My temperature rose, my chest tightening again at her words. For once, I didn’t feel like rolling my eyes at her insistence about the two of us. For once, I grinned, and holding hands, we squealed like little girls talking about their first infatuation. And for once, I allowed myself to imagine a full future with Orlando, even while my stomach dropped at all the repercussions that would come from the fantasy.
* * *
“Are you sure you want to go out?” Orlando asked, stifling a groan. Good, I’d put my locs in a high bun, moisturized each crack and crevice in my body until every inch of my skin glowed, and applied light makeup that had the unenviable task of standing up to the sweltering humidity of Ofele. Strappy sandals and my clutch completed the look. All I required was liquid courage to make it through the night.
“You good, Ms. V?” Orlando waited for me on the ground floor wearing tan slacks and a deep blue shirt opened at the top. If I followed my instinct and dropped a kiss where his pulse vibrated, we’d never leave the rental. Instead, I approached him, my anxiety washing away after the touch of his skin against mine. The support I’d been searching for my entire life resided between his arms, in the spot right above his chest, in his eyes as they gazed at me with so much emotion I choked up.
“I’m excellent,” I confessed, the admission triggering a burst of activity in my stomach. The damn butterflies, which I’d been doing my level best to ignore, flapped their damn wings around until they left me breathless.
“If you’re doing excellent, then I’m doing excellent.”
Orlando navigated Ofele as if he’d lived in the town since birth. The venue for this fete was an open-air club. A hut by the beach, the wooden structure painted in purple, green, white, and yellow with exotic flowers and fauna depicted on the column of the open design. The structure had a surrounding second level where tables and chairs made up the VIP area. A large bar traversed the side facing the sea, the waves the perfect background to the busy bartenders taking care of the thirsty fete goers.
The breeze had finally won the fight against the constant heat of the weekend, the scent of salt and ocean reminding all the revelers this was a night of bacchanal. The beat of my heart synched up with the bass of the sound system as the DJ played the latest carnival hits.
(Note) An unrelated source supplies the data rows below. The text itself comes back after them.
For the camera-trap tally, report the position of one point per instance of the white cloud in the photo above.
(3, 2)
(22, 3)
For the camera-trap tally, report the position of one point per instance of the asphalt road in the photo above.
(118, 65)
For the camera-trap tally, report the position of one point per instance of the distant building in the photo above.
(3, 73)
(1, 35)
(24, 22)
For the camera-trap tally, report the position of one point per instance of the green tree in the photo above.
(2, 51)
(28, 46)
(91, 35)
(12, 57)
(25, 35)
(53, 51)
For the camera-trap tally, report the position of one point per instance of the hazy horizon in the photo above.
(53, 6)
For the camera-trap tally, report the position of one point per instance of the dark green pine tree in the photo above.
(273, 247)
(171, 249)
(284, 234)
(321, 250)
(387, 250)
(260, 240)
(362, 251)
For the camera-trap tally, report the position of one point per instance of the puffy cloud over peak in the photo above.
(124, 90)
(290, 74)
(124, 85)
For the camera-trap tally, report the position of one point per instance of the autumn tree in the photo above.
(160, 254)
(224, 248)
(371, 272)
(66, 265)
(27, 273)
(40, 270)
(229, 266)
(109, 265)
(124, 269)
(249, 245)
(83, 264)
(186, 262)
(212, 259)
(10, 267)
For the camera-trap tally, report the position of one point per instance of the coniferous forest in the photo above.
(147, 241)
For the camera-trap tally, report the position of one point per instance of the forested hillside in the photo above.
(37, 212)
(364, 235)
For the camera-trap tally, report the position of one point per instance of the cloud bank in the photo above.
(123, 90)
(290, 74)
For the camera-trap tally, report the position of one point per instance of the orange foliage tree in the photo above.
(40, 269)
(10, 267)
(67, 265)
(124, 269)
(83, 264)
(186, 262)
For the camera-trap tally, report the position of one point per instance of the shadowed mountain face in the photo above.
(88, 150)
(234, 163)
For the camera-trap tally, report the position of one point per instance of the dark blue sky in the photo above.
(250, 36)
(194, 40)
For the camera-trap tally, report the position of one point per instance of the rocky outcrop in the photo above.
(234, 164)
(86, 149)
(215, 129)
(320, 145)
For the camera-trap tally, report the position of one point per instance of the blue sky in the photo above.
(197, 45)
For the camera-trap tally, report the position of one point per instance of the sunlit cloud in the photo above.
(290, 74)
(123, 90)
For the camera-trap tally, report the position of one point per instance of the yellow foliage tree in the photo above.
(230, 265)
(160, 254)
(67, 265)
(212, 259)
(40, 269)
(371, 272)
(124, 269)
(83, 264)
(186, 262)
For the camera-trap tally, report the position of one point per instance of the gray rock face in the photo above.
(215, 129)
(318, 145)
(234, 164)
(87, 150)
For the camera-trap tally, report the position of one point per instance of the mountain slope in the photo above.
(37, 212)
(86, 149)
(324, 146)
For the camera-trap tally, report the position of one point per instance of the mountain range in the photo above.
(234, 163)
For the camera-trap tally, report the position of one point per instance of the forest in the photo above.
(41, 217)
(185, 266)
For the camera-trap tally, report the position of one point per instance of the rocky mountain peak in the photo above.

We paid our entrance and we made our way up to the VIP. Thanks to Mikey, we had a prime spot close to the DJ and close to the upstairs bar.
“Yo!! Y’all made it finally!” Trevor rushed toward us before we could make it to the table. Scrawny arms surrounded me, and his strong cologne suffocated me as he surprised me with a tight hug. “Thanks for making us see.”
He detached himself from me, and I turned around, wondering what I had missed.
“We had a heart-to-heart during lunch today; I told them everything. Just, you know, everything. The things that were easy for me to share with you but not with them. The way my brothers are acting like damn fools and can’t even take care of my mother for a long weekend without fussing. The fact that I don’t know if law school is the right answer, but I don’t feel like I have a choice.”